Hemolize Escherichia coli Normalde - yok. Zayıflamış çocuklarda alerjik ve bağırsak sorunlarına neden olabilir.

Klebsiella, Protea Sayıları 103-105'i geçmemelidir. Gösterge 106'nın üzerindeyse Staphylococcus aureus'a benzer sorunlar ortaya çıkar. Kabızlık çoğunlukla Proteus'un varlığıyla ilişkilidir ve Klebsiella'nın varlığı alerjilerin ve laktaz eksikliğinin gelişmesine yol açar.

Hafnia, Serration, Enterobacter, Citrobacter Genellikle 103-106 miktarlarında sorun yaratmazlar.

Candida cinsinin mantarları 104'e kadar varlığı kabul edilebilir, antibiyotik kullanımından sonra artış meydana gelebilir.

Clostridiaİzin verilen miktar 107'ye kadardır. Dışkı sıvılaşması ve ishal nadiren soruna neden olur. Sayıları yerel bağırsak bağışıklığının işlevine bağlıdır.

26.02.2018

Bu, bebeklerden yetişkinlere kadar herkesin en az bir kez yaşadığı bir patolojidir. Bağırsak patolojisini tanımlamak için doktorlar disbakteriyoz için dışkı testi yaptırmanızı tavsiye eder, size bunu nasıl doğru yapacağınızı ve hangi testleri yapmanız gerektiğini söyleyeceklerdir.
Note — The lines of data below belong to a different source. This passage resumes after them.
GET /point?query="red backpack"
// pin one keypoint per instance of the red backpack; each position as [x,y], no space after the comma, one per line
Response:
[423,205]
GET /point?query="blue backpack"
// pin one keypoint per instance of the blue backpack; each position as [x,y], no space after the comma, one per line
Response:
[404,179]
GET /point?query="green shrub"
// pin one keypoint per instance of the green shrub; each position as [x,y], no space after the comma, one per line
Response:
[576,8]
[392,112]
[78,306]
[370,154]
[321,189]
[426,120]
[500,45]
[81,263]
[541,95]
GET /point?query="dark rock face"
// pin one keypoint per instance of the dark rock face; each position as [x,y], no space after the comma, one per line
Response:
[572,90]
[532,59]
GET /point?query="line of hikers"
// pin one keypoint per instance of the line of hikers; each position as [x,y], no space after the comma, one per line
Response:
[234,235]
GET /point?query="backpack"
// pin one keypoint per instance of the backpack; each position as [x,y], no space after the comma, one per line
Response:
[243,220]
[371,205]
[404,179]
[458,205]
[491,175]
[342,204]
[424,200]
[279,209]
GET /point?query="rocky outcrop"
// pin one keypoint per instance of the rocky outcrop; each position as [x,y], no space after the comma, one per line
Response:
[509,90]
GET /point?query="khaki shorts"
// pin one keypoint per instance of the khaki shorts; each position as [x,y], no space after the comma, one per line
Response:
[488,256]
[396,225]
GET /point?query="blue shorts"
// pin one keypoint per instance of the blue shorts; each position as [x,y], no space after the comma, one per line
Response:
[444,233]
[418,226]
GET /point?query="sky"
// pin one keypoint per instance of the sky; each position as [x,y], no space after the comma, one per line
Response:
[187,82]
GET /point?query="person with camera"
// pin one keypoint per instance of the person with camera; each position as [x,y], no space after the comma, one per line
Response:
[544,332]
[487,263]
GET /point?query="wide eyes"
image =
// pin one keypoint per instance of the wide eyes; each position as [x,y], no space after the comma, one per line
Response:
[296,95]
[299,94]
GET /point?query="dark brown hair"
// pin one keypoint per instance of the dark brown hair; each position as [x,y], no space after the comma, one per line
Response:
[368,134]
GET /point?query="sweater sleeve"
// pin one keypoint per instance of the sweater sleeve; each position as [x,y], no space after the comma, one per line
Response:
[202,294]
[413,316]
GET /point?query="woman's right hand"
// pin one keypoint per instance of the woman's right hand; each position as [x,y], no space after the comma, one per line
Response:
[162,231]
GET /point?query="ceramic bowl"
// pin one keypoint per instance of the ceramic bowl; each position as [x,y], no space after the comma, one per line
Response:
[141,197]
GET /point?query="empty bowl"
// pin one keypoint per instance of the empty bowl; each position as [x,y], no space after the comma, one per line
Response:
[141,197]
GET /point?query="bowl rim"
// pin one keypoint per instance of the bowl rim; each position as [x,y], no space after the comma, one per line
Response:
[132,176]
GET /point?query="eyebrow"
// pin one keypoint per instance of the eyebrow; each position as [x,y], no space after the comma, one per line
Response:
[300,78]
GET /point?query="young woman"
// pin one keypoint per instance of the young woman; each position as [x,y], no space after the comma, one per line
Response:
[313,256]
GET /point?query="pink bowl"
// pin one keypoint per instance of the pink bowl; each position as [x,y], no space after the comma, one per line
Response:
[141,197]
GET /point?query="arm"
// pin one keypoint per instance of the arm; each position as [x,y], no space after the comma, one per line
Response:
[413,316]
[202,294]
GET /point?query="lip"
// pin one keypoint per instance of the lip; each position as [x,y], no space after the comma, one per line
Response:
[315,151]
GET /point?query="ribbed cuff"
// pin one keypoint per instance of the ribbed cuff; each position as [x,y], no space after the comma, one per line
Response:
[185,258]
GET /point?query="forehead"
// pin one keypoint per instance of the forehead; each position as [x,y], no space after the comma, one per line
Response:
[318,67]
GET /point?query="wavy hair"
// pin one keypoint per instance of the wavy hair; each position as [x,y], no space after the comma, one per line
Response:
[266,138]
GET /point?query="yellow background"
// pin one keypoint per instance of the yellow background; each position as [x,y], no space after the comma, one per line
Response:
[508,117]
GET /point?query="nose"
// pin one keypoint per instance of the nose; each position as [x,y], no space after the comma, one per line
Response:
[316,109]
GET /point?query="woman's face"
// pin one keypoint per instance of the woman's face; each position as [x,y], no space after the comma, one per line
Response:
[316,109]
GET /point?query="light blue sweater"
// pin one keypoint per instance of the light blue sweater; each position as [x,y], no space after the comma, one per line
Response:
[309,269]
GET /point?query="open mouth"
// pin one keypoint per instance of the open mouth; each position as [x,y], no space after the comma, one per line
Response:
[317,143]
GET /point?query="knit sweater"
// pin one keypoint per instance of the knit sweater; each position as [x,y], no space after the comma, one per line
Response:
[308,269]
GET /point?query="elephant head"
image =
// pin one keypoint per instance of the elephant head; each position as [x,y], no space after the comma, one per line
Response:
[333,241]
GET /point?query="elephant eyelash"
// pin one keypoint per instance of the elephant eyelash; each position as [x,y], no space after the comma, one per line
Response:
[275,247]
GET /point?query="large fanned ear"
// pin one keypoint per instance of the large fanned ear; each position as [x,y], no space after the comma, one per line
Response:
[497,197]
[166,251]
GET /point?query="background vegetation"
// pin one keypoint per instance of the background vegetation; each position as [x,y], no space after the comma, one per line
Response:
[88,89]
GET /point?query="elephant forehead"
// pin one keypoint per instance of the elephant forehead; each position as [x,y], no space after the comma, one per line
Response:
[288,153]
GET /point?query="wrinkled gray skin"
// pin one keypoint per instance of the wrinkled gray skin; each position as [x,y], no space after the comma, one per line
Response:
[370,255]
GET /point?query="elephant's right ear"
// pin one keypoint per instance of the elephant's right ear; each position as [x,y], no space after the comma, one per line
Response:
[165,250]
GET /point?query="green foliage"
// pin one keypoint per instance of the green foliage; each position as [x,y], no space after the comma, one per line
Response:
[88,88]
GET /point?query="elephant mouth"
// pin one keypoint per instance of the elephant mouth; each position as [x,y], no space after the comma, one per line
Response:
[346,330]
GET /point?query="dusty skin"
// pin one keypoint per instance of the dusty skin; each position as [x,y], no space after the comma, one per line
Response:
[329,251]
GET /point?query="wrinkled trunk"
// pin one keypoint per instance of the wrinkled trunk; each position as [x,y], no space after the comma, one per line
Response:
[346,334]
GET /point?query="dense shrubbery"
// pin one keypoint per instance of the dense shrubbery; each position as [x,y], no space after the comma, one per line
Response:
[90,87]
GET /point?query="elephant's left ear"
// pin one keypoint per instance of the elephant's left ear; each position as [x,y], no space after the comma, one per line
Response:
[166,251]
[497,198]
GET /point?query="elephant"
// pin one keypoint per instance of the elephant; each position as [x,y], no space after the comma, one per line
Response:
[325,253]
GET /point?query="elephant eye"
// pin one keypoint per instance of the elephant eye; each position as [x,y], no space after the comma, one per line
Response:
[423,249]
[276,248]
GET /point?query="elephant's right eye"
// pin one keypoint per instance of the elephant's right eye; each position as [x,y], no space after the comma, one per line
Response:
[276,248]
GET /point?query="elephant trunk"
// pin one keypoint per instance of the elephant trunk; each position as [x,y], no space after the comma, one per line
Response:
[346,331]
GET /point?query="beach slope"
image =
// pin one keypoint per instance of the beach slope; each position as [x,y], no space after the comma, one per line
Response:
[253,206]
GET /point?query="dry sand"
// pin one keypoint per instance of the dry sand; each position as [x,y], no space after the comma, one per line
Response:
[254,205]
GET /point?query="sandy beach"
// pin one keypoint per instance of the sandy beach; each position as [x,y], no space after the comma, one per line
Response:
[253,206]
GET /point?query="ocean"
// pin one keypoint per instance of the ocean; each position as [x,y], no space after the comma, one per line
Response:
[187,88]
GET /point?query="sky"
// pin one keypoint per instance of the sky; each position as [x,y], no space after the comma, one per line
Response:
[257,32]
Disbakteriyoz (bakteriyoz), bağırsaklardaki mikroorganizmaların dengesizliğidir. Yaşla birlikte, gıdanın bileşimi ve bağırsak mikroflorası değişir, bu nedenle içindeki bakteri içeriğine ilişkin normlar çocuklarda ve yetişkinlerde farklıdır. Ve bu bir hastalık değil, başka bir hastalığın sonucudur.

İki tür disbiyoz vardır:

  1. Bakteriyel– patojenik bakteriler aracılığıyla;
  2. Bulaşıcı– enfeksiyon dışarıdan nüfuz ettiğinde.

Bakteriyel:

  • Sindirim sisteminin kronik hastalığı;
  • İnce ve kalın bağırsakların aynı anda iltihaplanması;
  • Uzun süre antibiyotik kullandım.

Bulaşıcı - bağırsak enfeksiyonları esas olarak şu durumlarda ortaya çıkar:

  • Sıhhi ve hijyenik standartların ihlali;
  • Yanlış pişirme.

Disbiyoz nedir?

Disbiyoz, insan vücudundaki mevcut tüm mikroflora türlerinin dengesizliğidir ve disbiyoz, yalnızca mikrofloranın bakteriyel bileşiminin dengesizliğidir. Disbiyozun nedenleri sürekli stres, düzensiz beslenme ve her türlü enfeksiyonun tedavisinde antimikrobiyal ilaçların kontrolsüz kullanımıdır. Gastrointestinal sistemin iltihaplanmasında, vajinanın idrar yollarında ve ağız mukozasında disbiyoz belirtileri bulunur. Bunlara kaşıntı, ishal, kabızlık, çıbanlar ve cerahatli enfeksiyonlar eşlik eder.

Disbiyoz belirtileri

Aşağıdaki belirtiler mevcutsa disbakteriyoz için dışkı testi yapılır:

  • Cilt alerjileri;
  • Karın boyunca şişkinlik ve ağrı;
  • Uzun süreli dışkı yokluğu veya tersine ishal;
  • Bazı yiyeceklere karşı isteksizlik;
  • Cildin soyulması;
  • Kırılgan tırnaklar ve kırılgan saçlar;
  • İştahsızlık;
  • Ağız kokusu.

Analizi alma kuralları

Teste girmeden önce analize hazırlanmanız gerekir:


Analiz numunelerinin saklanmasına ilişkin gereklilikler

Analiz alındıktan 1 saat sonra mikroorganizmaların ölümü başlar, dolayısıyla numunenin yarım saat içinde laboratuvara teslim edilmesi gerekir, süre 2 saattir. Eğer zaman uymuyorsa buzdolabında 4 saate kadar saklayabilirsiniz. Numune numuneleri dondurulmamalıdır.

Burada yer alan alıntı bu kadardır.